Le Concile et la Révolution

Il se trouve que c'est un sujet auquel je réfléchis depuis longtemps. J’ai pour ma part été longtemps sceptique quant aux parallèles entre la Révolution française et Vatican II, d’autant plus qu’ils sont souvent assortis de références très mal maîtrisées aux controverses religieuses de 1790-1791 : j’ai eu l’occasion d’en parler longuement sur ce Forum.

Il me semble néanmoins que les comparaisons ne sont pas sans intérêt. Les parallèles doivent être maniés avec précaution, mais ils ne sont pas totalement injustifiés, si l'on tient bien compte des différences structurelles entre la monarchie française et l'Église.

L’Église étant bien plus essentiellement, bien plus fortement hiérarchique que n’importe quelle société politique, il n’était pas envisageable d’y renverser le pape. Cela n’a d’ailleurs pas été nécessaire, Paul VI s’étant rallié à une forme de révolution par le haut. Comme vous l’observez vous-même, le Concile et les réformes qui l’ont suivi ont anéanti dans l’Église les corps intermédiaires et multiplié les instances prétendument collégiales, qui ont dans les faits rendu inopérants tous les freins traditionnels à l’exercice d’un pouvoir illimité. Ce n’est pas si différent de ce qu’a fait la Révolution française. On peut d’ailleurs noter en passant que certaines théories de la collégialité qui ont cours depuis le Concile relèvent assez souvent de ce qu’au XVIIIe siècle on aurait appelé la solidité, et l’on pourrait sur ce point dresser des parallèles dignes d’intérêt avec l’Église constitutionnelle de 1791 ; mais le sujet demanderait de plus amples développements.

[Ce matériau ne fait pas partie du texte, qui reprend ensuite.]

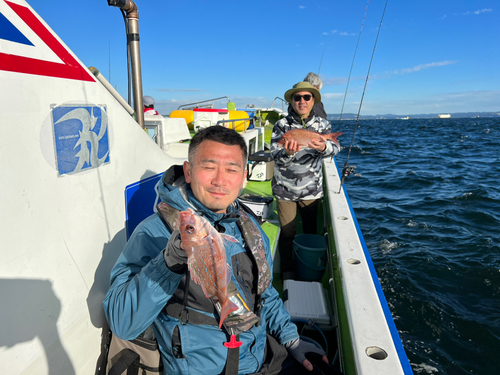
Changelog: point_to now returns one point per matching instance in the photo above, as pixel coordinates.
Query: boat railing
(247, 123)
(283, 102)
(203, 104)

Dans les deux cas, la révolution est précédée :
- 1° d’un processus de centralisation dont l’ultramontanisme donne un bon exemple ;
- 2° d’un déplacement d’accent quant à la nature du pouvoir. Le pouvoir monarchique est à l’origine d’essence judiciaire ; le rôle du monarque est de faire régner la justice. À l’époque moderne, et plus particulièrement à partir du règne de Louis XIV, s’impose une conception administrative du pouvoir monarchique. On pourrait, me semble-t-il, appliquer ce schéma, mutatis mutandis, au pouvoir pontifical, même si de ce point de vue le changement s’est accéléré depuis 1965 pour culminer dans le fameux « Qui suis-je pour juger ? » : la consécration de l’antijuridisme est un signe qui ne trompe pas. Cet antijuridisme n’empêche pas, loin de là, de frapper ou de condamner, de même que Robespierre déclamait devant la Convention, en décembre 1792, que les peuples ne jugent pas, mais lancent la foudre pour détruire leurs ennemis.
- 3° d’une fermentation intellectuelle qui est à mon sens moins la cause de la révolution que le climat dans lequel elle se déroule avant de conditionner ses développements.

Dans les deux cas, le processus révolutionnaire échappe pour une bonne part à ses initiateurs. Dans les deux cas, la lettre des documents emblématiques – Constitution de 1791, textes conciliaires – est aussitôt battue en brèche au nom de l’esprit de la révolution ou du concile. On pourrait citer ici des pages de Mallet du Pan qui semblent avoir été écrites pour l’Église d’après-Concile.

Dans les deux cas, le pouvoir central tente de reprendre le contrôle de la situation par une politique de radicalisation contrôlée. C’est ce que font la Convention et les comités en adoptant des mesures réclamées par les sans-culottes tout en faisant arrêter les chefs enragés. C’est ce que fait Paul VI en promulguant le nouvel ordo missae. Etc.

Les méthodes ne sont évidemment pas les mêmes : mais il existe des analogies dans le processus et dans les logiques proprement politiques qui méritent à mon sens qu’on s’y attarde.